# 20 gallon set up



## Mama13 (Aug 2, 2011)

So I have set up a 20 gallon tank and would like to do some fish community any ideas for a good set up for me?? *c/p*


----------



## majerah1 (Oct 29, 2010)

First off,I would suggest you look into doing a fishless cycle.Do you already have it setup?Would you consider live plants if you havent already?Any particular fish stand out that you would like as the main addition to the tank?What type of filter,heater,light and hood do you have?Gravel or sand?Most of these will play a small part in the happiness of the inhabitants.


----------



## Mama13 (Aug 2, 2011)

I have gravel just a glass top no light yet yes I have already put water in to get fishless cycle going I have a power filter as well as a sponge filter. No live plants just fake one. I am open to any suggestions for fish


----------



## Pigeonfish (Jun 23, 2011)

You can maybe go with a Dwarf Gourami trio, A male and two females.

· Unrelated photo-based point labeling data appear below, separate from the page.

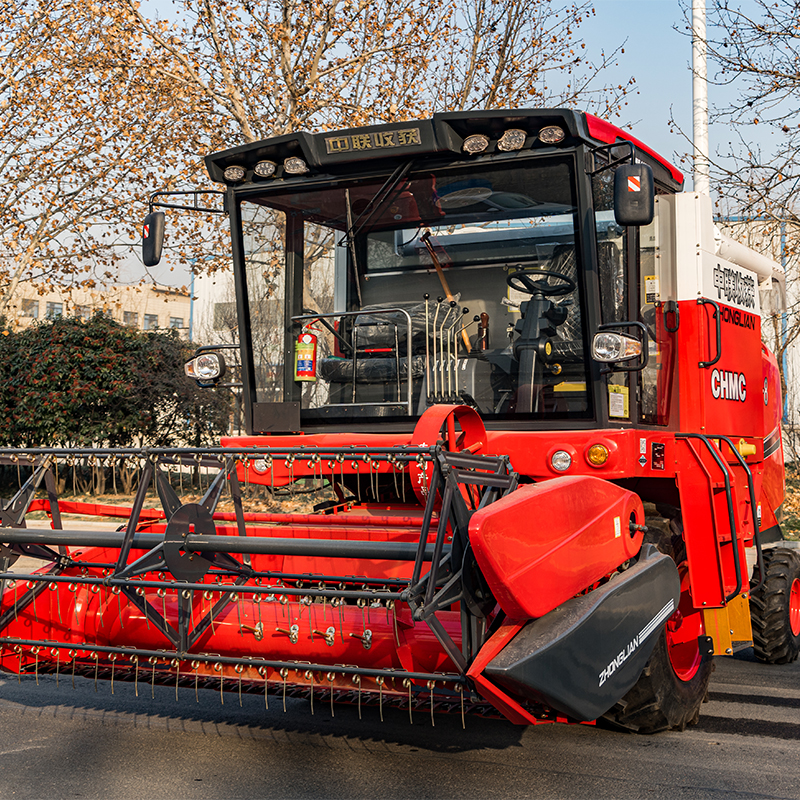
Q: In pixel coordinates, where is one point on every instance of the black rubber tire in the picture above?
(773, 639)
(660, 700)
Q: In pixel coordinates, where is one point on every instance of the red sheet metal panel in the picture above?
(546, 542)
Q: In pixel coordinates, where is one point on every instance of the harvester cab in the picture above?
(525, 371)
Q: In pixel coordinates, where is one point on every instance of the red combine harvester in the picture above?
(528, 372)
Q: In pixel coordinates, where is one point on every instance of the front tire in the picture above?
(674, 684)
(775, 608)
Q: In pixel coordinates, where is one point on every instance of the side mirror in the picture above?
(634, 195)
(152, 238)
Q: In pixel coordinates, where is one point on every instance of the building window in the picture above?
(224, 316)
(30, 308)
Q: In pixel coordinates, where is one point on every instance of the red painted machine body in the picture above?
(462, 490)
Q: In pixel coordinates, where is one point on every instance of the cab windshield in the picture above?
(378, 297)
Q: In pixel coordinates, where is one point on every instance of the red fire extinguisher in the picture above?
(305, 356)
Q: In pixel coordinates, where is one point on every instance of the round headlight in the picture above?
(551, 134)
(512, 139)
(233, 174)
(295, 166)
(597, 454)
(561, 460)
(476, 143)
(265, 169)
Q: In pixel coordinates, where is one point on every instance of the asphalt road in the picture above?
(59, 742)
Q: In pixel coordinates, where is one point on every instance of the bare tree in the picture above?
(103, 103)
(754, 54)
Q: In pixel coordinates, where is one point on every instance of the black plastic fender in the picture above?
(585, 655)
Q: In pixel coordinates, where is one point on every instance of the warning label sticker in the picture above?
(651, 290)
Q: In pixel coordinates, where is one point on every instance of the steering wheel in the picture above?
(522, 281)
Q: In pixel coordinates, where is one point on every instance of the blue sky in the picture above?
(659, 58)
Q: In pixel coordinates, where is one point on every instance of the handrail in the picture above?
(717, 456)
(718, 320)
(753, 506)
(373, 313)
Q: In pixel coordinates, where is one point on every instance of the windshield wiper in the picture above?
(354, 227)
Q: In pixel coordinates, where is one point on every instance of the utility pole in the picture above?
(700, 98)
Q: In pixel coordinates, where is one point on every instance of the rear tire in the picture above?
(775, 608)
(674, 684)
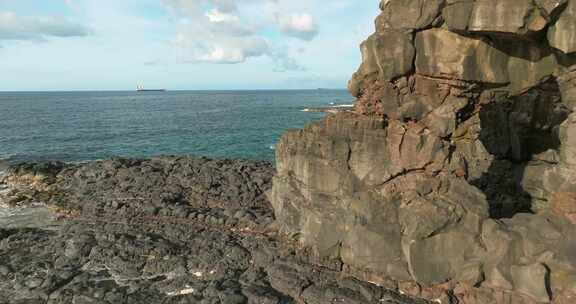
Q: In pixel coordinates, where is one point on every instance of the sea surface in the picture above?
(80, 126)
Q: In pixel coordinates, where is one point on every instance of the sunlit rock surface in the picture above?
(455, 178)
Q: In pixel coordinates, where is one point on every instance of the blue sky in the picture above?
(181, 44)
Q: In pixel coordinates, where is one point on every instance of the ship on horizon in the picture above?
(140, 88)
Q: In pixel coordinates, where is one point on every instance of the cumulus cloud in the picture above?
(232, 31)
(300, 26)
(14, 27)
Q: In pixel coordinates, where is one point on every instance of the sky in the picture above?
(181, 44)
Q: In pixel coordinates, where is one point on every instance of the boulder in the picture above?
(469, 59)
(562, 34)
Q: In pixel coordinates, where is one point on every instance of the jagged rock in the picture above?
(508, 17)
(469, 59)
(531, 280)
(394, 52)
(408, 14)
(562, 34)
(455, 175)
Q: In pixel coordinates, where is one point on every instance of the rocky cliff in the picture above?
(454, 179)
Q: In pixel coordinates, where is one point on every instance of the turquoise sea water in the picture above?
(78, 126)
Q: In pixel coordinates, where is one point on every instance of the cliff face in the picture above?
(455, 177)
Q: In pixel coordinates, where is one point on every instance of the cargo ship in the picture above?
(142, 89)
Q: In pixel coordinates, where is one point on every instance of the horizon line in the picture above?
(167, 90)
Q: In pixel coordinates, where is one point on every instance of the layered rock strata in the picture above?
(454, 179)
(166, 230)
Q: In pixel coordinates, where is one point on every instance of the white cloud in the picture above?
(300, 26)
(232, 31)
(14, 27)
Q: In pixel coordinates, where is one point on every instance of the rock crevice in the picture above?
(474, 99)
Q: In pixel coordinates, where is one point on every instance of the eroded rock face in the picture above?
(455, 175)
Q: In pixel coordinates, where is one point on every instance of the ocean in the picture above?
(80, 126)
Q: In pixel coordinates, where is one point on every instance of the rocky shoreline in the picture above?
(164, 230)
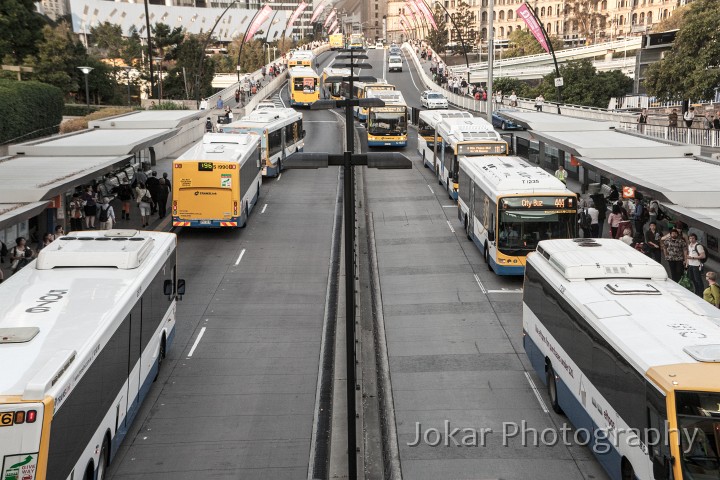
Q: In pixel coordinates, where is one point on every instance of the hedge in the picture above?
(28, 110)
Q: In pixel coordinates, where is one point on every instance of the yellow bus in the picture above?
(356, 41)
(301, 58)
(334, 90)
(216, 183)
(303, 86)
(337, 41)
(281, 134)
(387, 126)
(360, 90)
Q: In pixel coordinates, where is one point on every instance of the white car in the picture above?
(431, 99)
(394, 63)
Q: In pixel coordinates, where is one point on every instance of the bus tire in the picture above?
(552, 389)
(626, 470)
(103, 460)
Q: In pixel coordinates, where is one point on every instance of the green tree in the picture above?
(587, 17)
(438, 38)
(59, 55)
(584, 85)
(522, 42)
(21, 26)
(690, 69)
(465, 23)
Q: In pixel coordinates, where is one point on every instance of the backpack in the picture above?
(104, 214)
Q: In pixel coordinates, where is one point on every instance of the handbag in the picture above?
(685, 282)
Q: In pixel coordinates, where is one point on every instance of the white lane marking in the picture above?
(197, 340)
(482, 287)
(237, 262)
(537, 393)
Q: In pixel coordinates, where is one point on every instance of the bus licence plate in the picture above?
(7, 419)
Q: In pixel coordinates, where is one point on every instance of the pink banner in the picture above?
(426, 11)
(328, 20)
(320, 8)
(263, 15)
(298, 11)
(526, 14)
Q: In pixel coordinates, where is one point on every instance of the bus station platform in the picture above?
(597, 154)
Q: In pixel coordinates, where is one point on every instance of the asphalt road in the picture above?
(242, 405)
(454, 336)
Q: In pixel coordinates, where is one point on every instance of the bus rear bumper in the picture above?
(233, 222)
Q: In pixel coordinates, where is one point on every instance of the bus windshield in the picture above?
(521, 230)
(387, 123)
(699, 421)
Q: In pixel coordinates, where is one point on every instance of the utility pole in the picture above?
(348, 160)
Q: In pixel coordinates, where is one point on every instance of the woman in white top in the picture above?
(144, 200)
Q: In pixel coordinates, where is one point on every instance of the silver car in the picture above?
(431, 99)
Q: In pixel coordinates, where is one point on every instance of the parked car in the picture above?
(431, 99)
(394, 63)
(503, 123)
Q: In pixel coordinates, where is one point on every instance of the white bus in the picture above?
(507, 206)
(281, 134)
(85, 328)
(628, 355)
(463, 136)
(427, 138)
(216, 183)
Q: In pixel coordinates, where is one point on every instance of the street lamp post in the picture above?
(127, 73)
(159, 61)
(86, 71)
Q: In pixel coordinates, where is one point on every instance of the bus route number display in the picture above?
(552, 203)
(482, 149)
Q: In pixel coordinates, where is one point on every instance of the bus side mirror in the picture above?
(181, 289)
(167, 288)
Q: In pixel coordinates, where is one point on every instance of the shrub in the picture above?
(28, 110)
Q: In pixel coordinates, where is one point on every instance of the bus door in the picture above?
(510, 139)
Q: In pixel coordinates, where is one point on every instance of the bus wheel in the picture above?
(552, 389)
(103, 461)
(626, 470)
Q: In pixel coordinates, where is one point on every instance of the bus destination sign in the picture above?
(538, 203)
(471, 149)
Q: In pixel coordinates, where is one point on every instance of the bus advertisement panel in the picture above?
(507, 206)
(217, 183)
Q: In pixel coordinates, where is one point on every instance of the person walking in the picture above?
(144, 201)
(539, 100)
(693, 262)
(125, 194)
(162, 196)
(77, 211)
(675, 251)
(712, 293)
(106, 215)
(90, 207)
(652, 240)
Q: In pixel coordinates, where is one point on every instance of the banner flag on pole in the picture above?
(318, 11)
(259, 20)
(426, 11)
(526, 14)
(298, 11)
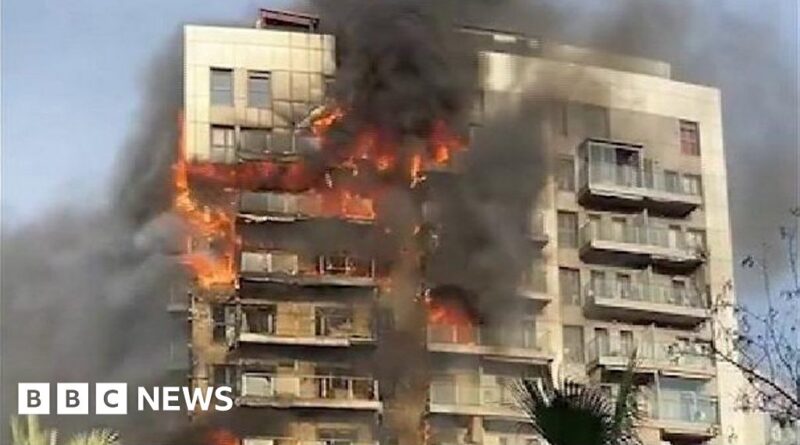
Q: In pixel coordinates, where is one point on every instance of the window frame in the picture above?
(215, 90)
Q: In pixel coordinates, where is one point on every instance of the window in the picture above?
(255, 140)
(221, 87)
(567, 229)
(259, 90)
(671, 181)
(690, 138)
(569, 281)
(218, 323)
(566, 174)
(573, 344)
(692, 185)
(259, 320)
(696, 239)
(222, 144)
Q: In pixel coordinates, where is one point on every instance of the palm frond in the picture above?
(576, 414)
(102, 436)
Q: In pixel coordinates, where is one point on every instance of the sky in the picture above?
(72, 77)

and maybe a school of neon tetras. ( 6 or 7)


----------



## MissPisces (Jun 8, 2011)

Mollies or platies are good choices, in my humble opinion. They come in a lot of different colors, they're pretty friendly (though mollies can be aggressive to small fish or fish with large wavy fins), and they're cute!  

If you want a lot of little fish, you could always go with neon or cardinal tetras. Or maybe guppies, though they breed REALLY easily.


----------



## xLn (Jul 15, 2011)

I have a 20 gallon long,

you can have 6 cory cat fish for the bottom level of the tank,
6 neons for the middle level,
and 6 ender's livebearers for the top level

you could also do a betta instead of the endlers, or a gourami, or just a big school of neons. add fish slowly though. java fern/java moss are really easy plants if you want real ones, they dont require any maintenance to grow.


----------



## Pigeonfish (Jun 23, 2011)

xLn said:


> I have a 20 gallon long,
> 
> you can have 6 cory cat fish for the bottom level of the tank,
> 6 neons for the middle level,
> ...


They should have sand as a substrate if they get Cory Cats. They already said they have gravel though.


----------



## snail (Aug 6, 2010)

Mama13 said:


> I have already put water in to get fishless cycle going I have a power filter as well as a sponge filter.


 Not sure if you know about cycling already but you need to add ammonia to the tank as well as water for the cycle to start you can use a drop of pure ammonia every day or a flake of fish food. The cycle then takes 4-6 weeks

Are there any fish you like in particular? I like schooling fish like cardinal tetras and maybe one or two larger (not too large) fish.


----------



## holly12 (Apr 21, 2011)

I've got rounded gravel mixed with Eco-complete and I'm about to add 6 Panda Cory's to my 36g. They do prefer sandy substrates, but as long as the gravel isn't jagged and rough, then the Cory's would be fine.


----------



## pairenoid (May 20, 2011)

i had a black molly and i can vouch, tey are cute when they eat, their mouth moves so weirdly lol its like a suction cup

i also have a red wag platy, i used to hate him cuz he was boring...but ive grown to luv him

hes one of my fav fish and hes the biggest


----------